Expertpower adds another important layer by turning meter data into usable information. Instead of relying only on charger-level reporting, businesses can view charging loads in the wider context of the site. This helps teams understand demand peaks, compare usage patterns, support cost allocation and make more informed decisions about future expansion.
For electric truck depots, the value is not simply measuring energy after the fact. The value is creating the visibility needed to avoid surprises.
Planning For Growth Instead Of Reacting To Constraints
Many electric truck projects will begin with a small number of vehicles. That is sensible. It allows operators to test routes, understand charging behaviour and build confidence. The challenge is making sure the depot is planned for the next stage as well.
Battery electric trucks are still a small share of the Australian market. Of the trucks and heavy vans sold across the country during 2026, under one per cent were electric. Large rollouts like the Woolworths fleet show the direction of travel, so depots that prepare early will be better placed as the share grows.
A site that works for three electric trucks may not work for thirty. Without accurate data, businesses can underestimate future demand or overinvest in infrastructure too early. Both outcomes are costly.
A staged approach is often more practical. First measure the existing site. Then model the likely charging load. Next install charging in phases with metering and monitoring from the beginning. As more trucks arrive, the operator can use real data to decide whether to adjust charging schedules, add load management, install battery storage, increase grid capacity or expand metering coverage.
This approach turns charging for electric trucks from a one-off installation into an ongoing energy strategy.
Why Fleet Electrification Depends On Depot Readiness
Electric trucks are an important part of the shift toward lower emission freight and logistics. They can reduce diesel use, lower local emissions and help businesses meet sustainability targets. The opportunity is real yet the infrastructure behind it must be taken seriously.
Depot power capacity is becoming the next major bottleneck because it affects cost, timing, reliability and scalability. Businesses that understand their energy profile early will be better placed to electrify with fewer surprises. Businesses that wait until chargers are already installed may find themselves dealing with avoidable constraints.

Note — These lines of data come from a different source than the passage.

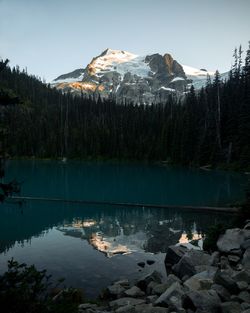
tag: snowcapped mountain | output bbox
[52,48,221,104]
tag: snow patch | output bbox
[159,86,176,92]
[170,77,185,83]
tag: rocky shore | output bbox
[78,222,250,313]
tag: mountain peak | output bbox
[52,48,221,104]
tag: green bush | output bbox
[0,259,82,313]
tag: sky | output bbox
[0,0,250,82]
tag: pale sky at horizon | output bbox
[0,0,250,82]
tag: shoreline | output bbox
[76,221,250,313]
[5,156,250,174]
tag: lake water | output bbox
[0,160,248,297]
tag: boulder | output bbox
[242,248,250,269]
[232,269,250,283]
[107,284,125,297]
[136,271,162,291]
[146,281,158,294]
[134,304,168,313]
[124,286,145,298]
[116,304,136,313]
[172,250,212,279]
[110,297,146,308]
[241,239,250,251]
[214,270,239,294]
[236,281,248,290]
[238,291,250,303]
[210,251,220,267]
[220,301,241,313]
[184,268,216,291]
[244,223,250,230]
[242,302,250,310]
[217,228,250,254]
[183,290,221,313]
[154,281,184,307]
[114,279,130,288]
[211,284,231,301]
[152,274,181,295]
[146,295,158,304]
[152,283,170,295]
[164,245,188,267]
[78,303,98,311]
[228,255,241,264]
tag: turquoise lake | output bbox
[0,160,248,297]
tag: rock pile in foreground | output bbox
[78,222,250,313]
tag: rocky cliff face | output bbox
[52,48,215,104]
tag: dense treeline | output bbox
[0,43,249,169]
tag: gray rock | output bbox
[242,310,250,313]
[168,295,183,311]
[164,245,188,267]
[134,304,168,313]
[154,281,184,307]
[183,290,221,313]
[210,251,220,266]
[236,281,248,290]
[146,295,158,303]
[107,284,125,297]
[232,269,250,283]
[79,303,98,310]
[152,274,181,295]
[136,271,162,291]
[244,223,250,230]
[110,297,146,308]
[152,283,170,295]
[242,302,250,310]
[238,291,250,303]
[172,250,212,279]
[228,255,241,264]
[214,270,239,294]
[242,248,250,269]
[184,267,216,291]
[147,281,158,294]
[124,286,145,297]
[184,277,213,291]
[116,304,136,313]
[220,301,241,313]
[114,279,130,288]
[241,239,250,251]
[211,284,231,301]
[217,228,250,254]
[220,256,231,270]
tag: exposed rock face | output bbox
[52,48,216,104]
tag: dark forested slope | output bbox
[0,44,249,169]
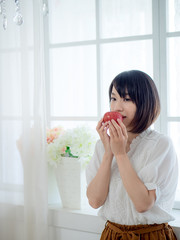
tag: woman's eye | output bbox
[110,97,116,101]
[124,98,131,102]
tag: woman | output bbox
[86,70,178,239]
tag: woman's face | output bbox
[110,86,137,131]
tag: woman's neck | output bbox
[127,132,139,145]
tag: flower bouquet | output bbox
[47,125,97,167]
[46,126,65,204]
[46,126,64,144]
[47,125,97,209]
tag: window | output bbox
[1,0,179,206]
[46,0,180,206]
[0,0,34,202]
[166,0,180,207]
[0,0,24,192]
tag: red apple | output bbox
[103,112,123,123]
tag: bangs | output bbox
[109,72,137,103]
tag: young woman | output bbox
[86,70,178,240]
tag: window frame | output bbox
[44,0,180,207]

Charging for electric trucks is not just about plugging in vehicles. It is about preparing sites for a new class of electrical demand. With the right metering, monitoring and reporting in place, fleet operators can make better decisions, manage costs and build charging infrastructure that grows with the business.
For depots, distribution centres and logistics operators, the message is clear. The road to electric freight starts at the switchboard.
FAQs - Electric Truck Charging
Why is depot power capacity a bottleneck for electric trucks?
Every charger adds a significant load to the site, and several trucks charging together can create demand peaks that exceed the depot’s connection, transformer or switchboard limits.
Is peak demand or total energy the bigger cost risk?
Peak demand is often the bigger risk, because sharp simultaneous charging peaks can trigger higher network charges even when total energy use looks manageable.
Does a leasing model like Electric Vehicle-as-a-Service remove the need for metering?
No. A lease can supply the vehicles and chargers, yet the depot still needs site-level metering to understand total load, allocate energy costs and monitor power quality.
Are SATEC meters suitable for electric truck charging sites?
Yes. The NMI pattern approved BFM136 and EM133-XM suit billing and multi-circuit charger metering, while power quality analysers and Expertpower add the site-wide visibility depots need.